Eight Perfect Murders(62)
Tess was quiet for a moment, thinking. “I guess if you were going to get someone to commit a murder for you, the best person would be your spouse.”
“Yeah,” I said. “Would you do that for Brian?”
“I suppose it would depend on who he wanted me to murder. But I’d think about it. It’s just the kind of wife I am. People think that Brian broke up with Mary and married me because I was younger, but that wasn’t it at all. Even though we spend a lot of time apart, Brian and I, we’re very close, you know. Closer than he ever was with anyone. We’re loyal. I’d do anything for him, and he’d do anything for me.”
She leaned in toward me as she was talking, and I could smell the coffee on her breath, mixed with the wine.
“Speaking of Brian . . .” I said, and she leaned back, cocked her head to listen.
“He’s fine, I think,” she said. “He’s probably just giving you and me some time alone together.”
“Are you sure? Maybe we should check on him?” I was suddenly nervous. Maybe it was all the alcohol, but I felt like I was in a stage play, and that the evening had been planned in such a way as to culminate with me alone with Tess over coffee.
She touched my knee with her fingers, then stood. “You’re right. I’ll go get him and tell him it’s time to go to bed. But you should stay, Mal. I mean it. The night is young. Let’s move over there and have another drink.” She tilted her head to indicate two small couches facing each other by a tall bookcase, forming a cozy nook between the dining room and the open kitchen.
“Okay,” I said, and she got up and walked out of the room. I sat for a moment, trying to figure out what to do. There was music playing, from the kitchen, Ella Fitzgerald singing “Moonlight in Vermont.” I sniffed at my undrunk coffee, then took another small sip. Then I picked up Tess’s coffee and tried that. Like mine, she’d only put cream in it, no sugar, but it tasted noticeably different. I went back and forth between the two, wondering if I was going insane. If she’d wanted to poison me she could have put something in my wine, or even in the food. Still, maybe she’d wanted to wait until the end of the meal. I stood up, walking past the couches, and into the kitchen. I could now hear Tess’s voice, speaking to Brian down the hall, but couldn’t make out the words. The kitchen was immaculate. I didn’t know exactly what I was looking for, just something that would further prove what I was already suspecting. That I’d been brought here for a reason.
I went and looked at the deep, stainless steel sink. It was empty. In the dish rack were a few pots and pans, and I could hear the steady thrum of a dishwasher, although I couldn’t see where one was. Beside the coffeepot, its red light on, was a cutting board, and on top of the cutting board was a cylindrical piece of wood, very heavy. I picked it up and it felt like a weapon in my hand. It was probably a rolling pin, although different from any rolling pin I’d ever seen.

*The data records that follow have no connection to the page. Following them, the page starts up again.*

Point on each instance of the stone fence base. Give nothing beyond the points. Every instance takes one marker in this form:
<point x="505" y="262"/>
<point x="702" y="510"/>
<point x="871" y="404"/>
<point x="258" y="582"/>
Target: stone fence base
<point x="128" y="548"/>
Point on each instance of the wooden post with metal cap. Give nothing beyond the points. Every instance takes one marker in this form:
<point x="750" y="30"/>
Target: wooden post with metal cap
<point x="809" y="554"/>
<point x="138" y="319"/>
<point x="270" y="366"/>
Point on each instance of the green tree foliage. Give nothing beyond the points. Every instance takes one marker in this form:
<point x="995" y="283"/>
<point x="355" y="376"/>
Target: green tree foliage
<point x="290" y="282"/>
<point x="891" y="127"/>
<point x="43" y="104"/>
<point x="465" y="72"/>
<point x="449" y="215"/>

“What’cha looking for, Mal?”
Tess stood at the entrance to the kitchen. “Oh, nothing,” I said. “Just admiring your kitchen. How’s Brian?”
“Asleep in the downstairs guest room. Or, as I like to call it, Brian’s bedroom. He’s in there more nights than he’s upstairs.”
I put the rolling pin down on the cutting board. “I’m going to get going,” I said.
“You sure?”
“Yes. I’m a little drunk, myself, I think, and I haven’t been sleeping well lately. I’m just going to head home.”
“I understand,” Tess said. “I don’t like it, but I understand. Let me get your coat.”
I stood in the foyer and waited for what seemed like a long time, then Tess brought me my winter coat, tucked under an arm. She came up close to me, and said, “What if I told you you weren’t allowed to leave.” Her voice was different. Flatter, quieter.
I grabbed my coat with my left hand and shoved out with my right, hoping to put her off balance long enough for me to get out the door. She stumbled backward, then fell, landing in a sitting position on the hardwood floor. “Oww, what the fuck, Mal?” she said.
“Stay right there.” I shook the coat, now in my possession, wondering if she’d hidden a weapon in it. The rolling pin, maybe.
Tess rolled a little onto her side in order to get her legs under her. “What is up with you?” she said.
Doubt flooded me, but I said, “I know what you did to Nick Pruitt,” just hoping that saying a name out loud would help confirm it.
She looked up at me, her hair now hanging on either side of her face, and said, “I have no idea who you’re talking about. Who’s Nick Pruitt?”
“You killed him two nights ago. You saw his book in my store, and you realized that I was investigating him because of his relationship with Norman Chaney. So you got to him first. You got him to drink with you, Dimple Pinch whiskey. Maybe you goaded him into drinking too much.”
Tess was staring at me, her eyes confused, and her mouth in a half smile, as though at any moment I was going to reveal the punch line to a joke. “Don’t you want me to know about it, to know about you? Isn’t that why I’m here?”
Tess now looked concerned. She said, “Mal, I’m going to get up. I have no idea what you’re talking about. Is this something between you and Brian? Is this a joke?”